Annan and the United Nations organization were jointly awarded the Nobel Peace Prize in Oslo on 10 December in recognition of their peace-building efforts. It marks a continuing comeback in international prestige for the organization, which had become tarnished by peacekeeping debacles in the 1990s in Rwanda and Bosnia.

Peacekeeping is undergoing a major transformation, guided in part by a report from a commission headed by veteran UN diplomat Lakhdar Brahimi. Brahimi, now the UN special envoy for Afghanistan, has repeatedly said that for UN peacekeeping to be effective it must have clearly prescribed objectives and must be empowered by member states to carry them out.

Many recommendations in his report must still be implemented, but already UN missions have undergone changes in response to the changing nature of conflicts. Missions in East Timor and Kosovo have engaged in institution-building with a strong emphasis on international policing and judicial reform.

In the case of Afghanistan, Brahimi has stressed the importance of Afghans choosing their own form of government and handling their own security as much as possible, due to years of foreign meddling.

One of Annan's top aides in the UN Secretariat, Edward Mortimer, tells RFE/RL that the UN in the 1990s was in part the victim of unrealistic expectations and was pushed into situations it wasn't prepared for. It is now more cautious, he says, but still willing to play a role in the world's trouble spots.
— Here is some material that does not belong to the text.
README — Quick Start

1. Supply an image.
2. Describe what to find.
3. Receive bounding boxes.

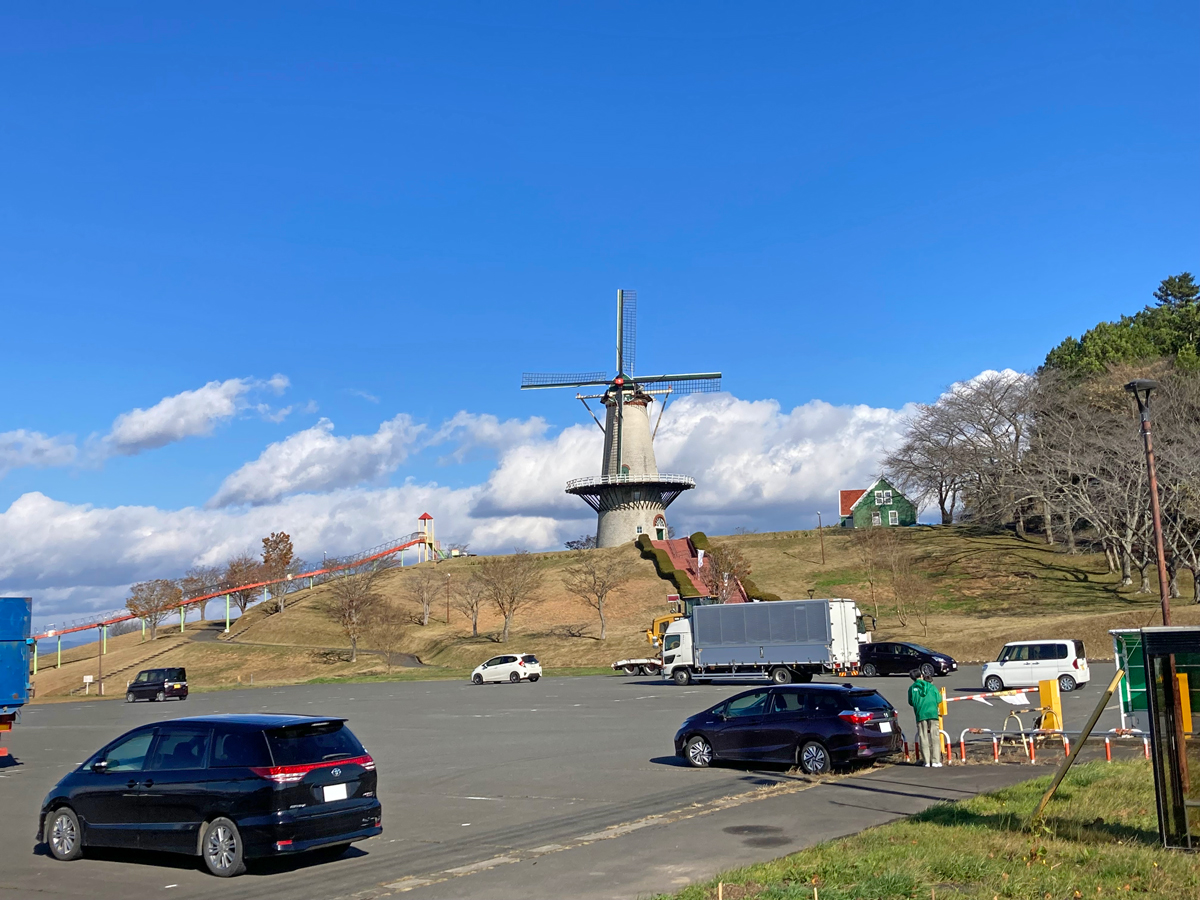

"The UN should know when to say 'no' and should not be pushed indiscriminately into every situation. One has to have a clear idea of what it can achieve and how it can be done. If you give it the task, you have to give it the resources to carry out that task."

As for the dispute between the Palestinians and Israelis, Annan's role has been low-key. Israel has repeatedly rejected proposals by Arab states to send a UN observer force into the occupied territories, and it is backed on the UN Security Council by the United States.

The Middle East conflict also bedeviled the United Nations' conference on racism last summer, and many say this diminished the worthy aims of the meeting.

The conference began amid controversy when a parallel human rights forum of nongovernmental organizations called Israel a "racist apartheid state" guilty of war crimes in its treatment of Palestinians. U.S. and Israeli delegates later walked out to protest language in a draft final declaration that equated Zionism with racism.

David Malone is a former Canadian diplomat at the UN and president of the International Peace Academy, an NGO based in New York. He says the racism conference was a failure.

"I think the Durban conference was a disaster for the UN, but more importantly for the issue of racism, which is such an important issue. It got lost in the thickets of the Israel-Palestine dispute and the issue of reparations for slavery. It produced a lot of very heated confrontations. It produced a detestable NGO statement, it seems to me, and so it was an example of what the UN does worst in spite of the good intentions of [Human Rights High Commissioner] Mary Robinson and the secretary-general."

UN officials say the interest aroused by the September events may serve as a catalyst at two major UN-sponsored conferences next year. The first, in March, is a conference in Mexico on financing for development at which UN officials hope to see a commitment from countries in the industrialized world for more development assistance to poorer nations.

The second conference, in South Africa in August, deals with sustainable development. That conference will also provide an important dialogue between rich and poor nations over balancing environmental and economic concerns.